On Tuesday, the U.S. greenback held near a 14 year peak and Treasury yields prolonged their increase as investors supported for stronger inflation in the U.S during anticipations of expansionary fiscal policies in Donald Trump’s presidency.
The combination of both has disrupted Asian currencies and equities, mainly in South Korea, Taiwan and Indonesia, which have seen big inflows this year, specifically after the shock referendum vote by Britain to exit the EU in June.
MSCI’s largest index of Asia-Pacific shares outside Japan was generally flat after declining approximately 5% since the Trump’s shock victory at the U.S. presidential elections last week. European markets were anticipated to open steady.
Indian stocks and Australian shares led regional losers with drops of 1.4 and 0.4% respectively.

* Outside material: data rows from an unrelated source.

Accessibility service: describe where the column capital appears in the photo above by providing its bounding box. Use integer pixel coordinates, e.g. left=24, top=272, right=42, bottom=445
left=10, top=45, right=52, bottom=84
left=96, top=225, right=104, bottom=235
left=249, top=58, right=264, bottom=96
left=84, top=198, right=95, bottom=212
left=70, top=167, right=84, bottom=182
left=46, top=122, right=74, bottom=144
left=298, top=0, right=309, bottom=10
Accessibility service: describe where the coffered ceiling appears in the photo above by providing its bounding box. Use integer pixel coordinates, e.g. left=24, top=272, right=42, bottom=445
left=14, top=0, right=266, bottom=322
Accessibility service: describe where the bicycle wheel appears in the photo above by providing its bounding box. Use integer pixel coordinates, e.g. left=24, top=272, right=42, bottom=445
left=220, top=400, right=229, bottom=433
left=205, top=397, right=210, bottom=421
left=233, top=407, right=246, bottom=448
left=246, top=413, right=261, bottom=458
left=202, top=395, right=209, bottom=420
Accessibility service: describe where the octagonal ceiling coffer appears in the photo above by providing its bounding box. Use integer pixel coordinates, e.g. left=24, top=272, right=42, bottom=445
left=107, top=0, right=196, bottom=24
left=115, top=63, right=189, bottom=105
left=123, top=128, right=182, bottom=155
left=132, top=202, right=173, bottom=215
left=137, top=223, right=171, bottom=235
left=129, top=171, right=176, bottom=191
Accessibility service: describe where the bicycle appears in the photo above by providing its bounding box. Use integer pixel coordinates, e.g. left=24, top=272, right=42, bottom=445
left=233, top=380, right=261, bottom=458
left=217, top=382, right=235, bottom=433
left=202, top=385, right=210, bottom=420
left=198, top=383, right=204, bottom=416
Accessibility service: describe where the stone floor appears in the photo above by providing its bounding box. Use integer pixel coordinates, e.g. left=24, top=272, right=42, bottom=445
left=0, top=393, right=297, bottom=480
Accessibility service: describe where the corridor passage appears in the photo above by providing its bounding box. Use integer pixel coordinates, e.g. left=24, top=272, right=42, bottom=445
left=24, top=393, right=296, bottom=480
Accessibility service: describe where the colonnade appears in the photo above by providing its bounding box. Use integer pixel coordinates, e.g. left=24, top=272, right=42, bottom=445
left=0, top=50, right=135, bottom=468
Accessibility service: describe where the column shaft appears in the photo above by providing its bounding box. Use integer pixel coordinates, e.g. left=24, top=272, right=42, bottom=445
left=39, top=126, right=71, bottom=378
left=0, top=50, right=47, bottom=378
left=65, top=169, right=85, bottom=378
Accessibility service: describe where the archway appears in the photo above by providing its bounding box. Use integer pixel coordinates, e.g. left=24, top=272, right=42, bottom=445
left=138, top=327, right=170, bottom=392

Hong Kong stocks increase 0.5%, increased by expectations of strong earnings from index heavyweight Tencent.
“People are already pricing in the Trump presidency and the repercussions on their own economies,” said Joseph Roxas, an analyst at Manila-based Eagle Equities.
“The (regional) currencies are recovering, so the markets are recovering as well after quite a long down period. We should expect a little rally after such a big drop.”

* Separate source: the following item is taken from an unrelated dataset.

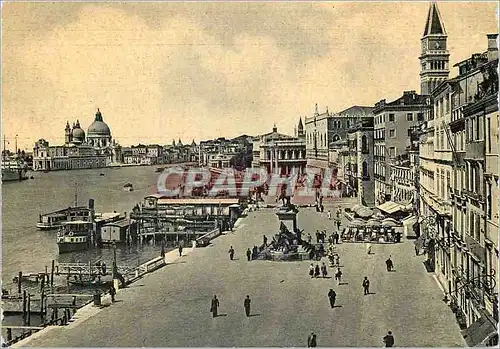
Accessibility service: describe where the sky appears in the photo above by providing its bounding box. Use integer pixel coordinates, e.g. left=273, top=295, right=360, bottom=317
left=1, top=2, right=498, bottom=151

On a trade weighted basis, the dollar index on Monday curved above its January high to hit 100.22, its highest since early December 2015.
On Tuesday, it was steady at 99.922.
Dollar strong point and increasing U.S. yields have fueled capital outflows from developing markets. “Foreign investors pulled out 950 billion won ($812.52 million) from Korean stocks and pumped in 397.4 billion won ($339.89 million) into bonds between Nov. 9-14,” according to sources.

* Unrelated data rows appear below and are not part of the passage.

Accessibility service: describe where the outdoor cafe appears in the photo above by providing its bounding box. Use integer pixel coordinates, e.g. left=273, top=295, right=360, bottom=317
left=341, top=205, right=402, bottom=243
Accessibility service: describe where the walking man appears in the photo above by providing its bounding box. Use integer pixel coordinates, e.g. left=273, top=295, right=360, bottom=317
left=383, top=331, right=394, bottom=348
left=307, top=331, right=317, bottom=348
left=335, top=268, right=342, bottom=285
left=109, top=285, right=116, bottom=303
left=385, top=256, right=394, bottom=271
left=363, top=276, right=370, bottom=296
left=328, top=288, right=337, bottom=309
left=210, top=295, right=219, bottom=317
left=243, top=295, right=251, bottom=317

Analysts anticipate additional gains for the greenback in the near term, resulting in additional headwinds for Asia.
However, emerging market equities have staged a comeback in the 3rd quarter, their performance abruptly diverged since last week, placing developed equities comfortably ahead.
“The immediate driving force is the anticipated policy mix in the U.S.,” Brown Brothers Harriman analysts said in a note to clients.
They said most economists are “focusing on either the higher U.S. interest rates and a likelihood of a somewhat more aggressive Fed tightening cycle, or the possibility of a dramatically more stimulative fiscal stance. We see the combination (the policy mix) as an exceptionally potent force that will continue to propel the dollar higher.”
Investors are observing some prospects like banking stocks in Hong Kong, which would benefit from any Trump-led deregulation in the financial sector, this is in spite of the general air of caution over Asian markets.
Some investors were also seeing the Indian rupee, which is fairly less exposed to any outbreak in global trade protectionism than others.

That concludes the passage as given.